Kemudian, ia mengambil spidol hitam di kotak pensilnya. Dicoretnya angka ‘0’
yang tersisa di koin itu sehingga hanya menyisakan angka ‘1’. Lalu, ia
memberikan koin itu ke Asta.
“Aku
bakal nyusul kamu satu tahun lagi setelah nyelesain sekolahku. Aku akan kuliah
disana.” Disa tersenyum seolah menunjukkan keyakinan kalau ia akan menepati
janjinya.
Asta
tersenyum tipis lalu mengacak-acak rambut Disa, “Makasih, Dis.”
Disa
diam beberapa detik. Lalu, muncul sebuah ide di benaknya. “Truth or Dare?”

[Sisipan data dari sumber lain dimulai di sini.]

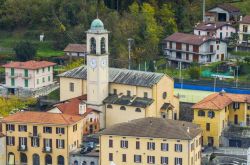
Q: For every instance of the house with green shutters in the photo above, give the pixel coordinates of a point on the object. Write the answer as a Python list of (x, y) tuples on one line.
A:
[(28, 76)]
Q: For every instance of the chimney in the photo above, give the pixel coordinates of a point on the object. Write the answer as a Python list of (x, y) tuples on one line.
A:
[(222, 92), (82, 107)]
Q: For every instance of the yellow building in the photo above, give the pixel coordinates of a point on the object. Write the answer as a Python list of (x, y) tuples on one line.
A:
[(244, 30), (151, 141), (120, 94), (41, 138), (217, 111)]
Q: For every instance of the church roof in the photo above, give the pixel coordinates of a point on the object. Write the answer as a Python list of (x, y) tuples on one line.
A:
[(128, 101), (119, 76)]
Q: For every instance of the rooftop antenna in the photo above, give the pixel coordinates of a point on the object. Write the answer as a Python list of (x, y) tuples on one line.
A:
[(204, 9)]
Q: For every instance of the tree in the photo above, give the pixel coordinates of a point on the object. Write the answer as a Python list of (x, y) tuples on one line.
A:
[(25, 51), (166, 19), (194, 72)]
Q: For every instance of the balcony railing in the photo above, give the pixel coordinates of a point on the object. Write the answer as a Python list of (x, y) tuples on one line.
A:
[(37, 135), (47, 150), (26, 76), (22, 148)]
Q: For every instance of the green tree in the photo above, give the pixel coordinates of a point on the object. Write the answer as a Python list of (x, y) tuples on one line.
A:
[(166, 19), (194, 72), (24, 51)]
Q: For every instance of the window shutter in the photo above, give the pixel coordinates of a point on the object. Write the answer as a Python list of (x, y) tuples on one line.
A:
[(44, 143), (50, 141), (13, 140), (62, 143), (38, 142)]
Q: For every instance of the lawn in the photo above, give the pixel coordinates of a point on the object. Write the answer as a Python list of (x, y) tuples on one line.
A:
[(9, 39)]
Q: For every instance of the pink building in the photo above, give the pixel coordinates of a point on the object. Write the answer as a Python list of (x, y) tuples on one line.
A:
[(29, 75)]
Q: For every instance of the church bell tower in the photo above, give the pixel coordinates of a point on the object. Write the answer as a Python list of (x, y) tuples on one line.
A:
[(97, 67)]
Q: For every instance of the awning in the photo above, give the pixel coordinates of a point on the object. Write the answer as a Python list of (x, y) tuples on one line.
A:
[(167, 106)]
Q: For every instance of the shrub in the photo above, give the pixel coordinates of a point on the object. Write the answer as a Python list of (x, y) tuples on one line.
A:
[(24, 51)]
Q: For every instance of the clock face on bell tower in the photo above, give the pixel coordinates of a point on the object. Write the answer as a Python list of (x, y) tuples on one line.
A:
[(97, 63)]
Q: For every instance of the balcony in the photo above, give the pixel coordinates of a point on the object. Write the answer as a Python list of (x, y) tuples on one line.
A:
[(47, 150), (37, 135), (12, 75), (24, 76), (22, 148)]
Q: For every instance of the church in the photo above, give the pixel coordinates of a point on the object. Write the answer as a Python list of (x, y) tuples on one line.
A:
[(120, 95)]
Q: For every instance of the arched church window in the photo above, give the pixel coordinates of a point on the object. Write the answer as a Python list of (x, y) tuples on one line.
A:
[(92, 46), (103, 46)]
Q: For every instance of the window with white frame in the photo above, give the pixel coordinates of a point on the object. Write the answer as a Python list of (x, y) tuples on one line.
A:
[(164, 160), (164, 146), (178, 147), (151, 160), (124, 144), (151, 146), (178, 161), (137, 158)]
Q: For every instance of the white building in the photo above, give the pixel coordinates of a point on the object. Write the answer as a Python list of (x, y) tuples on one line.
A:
[(244, 33), (221, 30), (189, 48), (29, 75)]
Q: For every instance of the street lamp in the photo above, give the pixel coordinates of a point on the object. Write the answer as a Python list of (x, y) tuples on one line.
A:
[(130, 40)]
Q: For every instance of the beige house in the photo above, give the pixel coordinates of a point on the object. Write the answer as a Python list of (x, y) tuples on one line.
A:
[(119, 94), (151, 141), (41, 138), (244, 33)]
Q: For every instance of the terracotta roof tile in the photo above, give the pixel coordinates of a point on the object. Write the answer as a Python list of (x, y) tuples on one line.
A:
[(29, 64), (155, 128), (42, 118), (228, 7), (71, 106), (187, 38), (211, 26), (218, 101), (81, 48)]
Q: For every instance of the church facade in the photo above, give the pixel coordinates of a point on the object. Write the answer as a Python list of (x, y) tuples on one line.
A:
[(120, 95)]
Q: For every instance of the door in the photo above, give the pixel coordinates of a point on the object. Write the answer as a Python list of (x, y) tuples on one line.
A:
[(222, 57), (195, 58), (235, 119), (210, 141)]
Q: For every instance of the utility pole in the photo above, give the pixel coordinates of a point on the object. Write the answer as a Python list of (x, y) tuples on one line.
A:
[(215, 83), (237, 76), (204, 10), (130, 40), (180, 67)]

Pertanyaannya langsung disambut raut heran Asta. “Kamu kan belum ada ngucapin
ataupun ngasih kado buat aku. Sekarang, kamu pilih Truth or Dare?” lanjut Disa.
Asta
yang sepertinya dapat mengetahui maksud Disa saat ini pun menjawab, “Oke. Aku
pilih Dare.”
“Berarti
kamu harus ngasih kejutan ke aku lewat tindakan kamu.” ucap Disa sambil
tersenyum.
Asta
tampak berpikir. Kemudian ia mengajukan syarat. “Hmm..tapi kamu harus tutup
mata.” ujarnya.
Disa
mulai berpikir yang aneh-aneh saat Asta menyuruhnya menutup mata. “Ka..kamu mau
ngapain?” tanyanya dengan sedikit gagap.
“Katanya
kan kejutan. Berarti kamu gak boleh lihat dulu. Ayo, tutup mata.”
Disa
pun menutup matanya. Semenit. Dua menit. Tiga menit.
“Asta...
udah belum, sih? Kok lama banget?” Disa berulangkali memanggil nama Asta. Dia
mulai berpikir kalau cowok itu sudah pergi. Ia segera membuka matanya. Seperti
dugaannya, Asta tak lagi ada di hadapannya. Disa mulai panik dan matanya
sedikit berkaca-kaca menahan tangisannya agar tidak keluar.
Saat
Disa melangkahkan kaki berniat mengejar Asta, ia merasa menginjak sesuatu. Ia
melihat sebuah memo berwarna biru. Di dekat memo itu terdapat sebuah kotak
kecil berwarna merah. Ia membuka kotak itu. Air matanya menetes melihat sebuah
liontin yang terukir inisial namanya dan Asta., ‘D&A’. Lalu, Disa membaca
isi memo itu. Ia tersenyum terharu dan mengucap terimakasih kepada Asta dalam
hatinya.
‘Happy Birthday, hidung rata. See you next year.’
0 comment:
Posting Komentar
Jangan cuma baca aja, komentar juga dong! Tapi komentar yang baik-baik ya :)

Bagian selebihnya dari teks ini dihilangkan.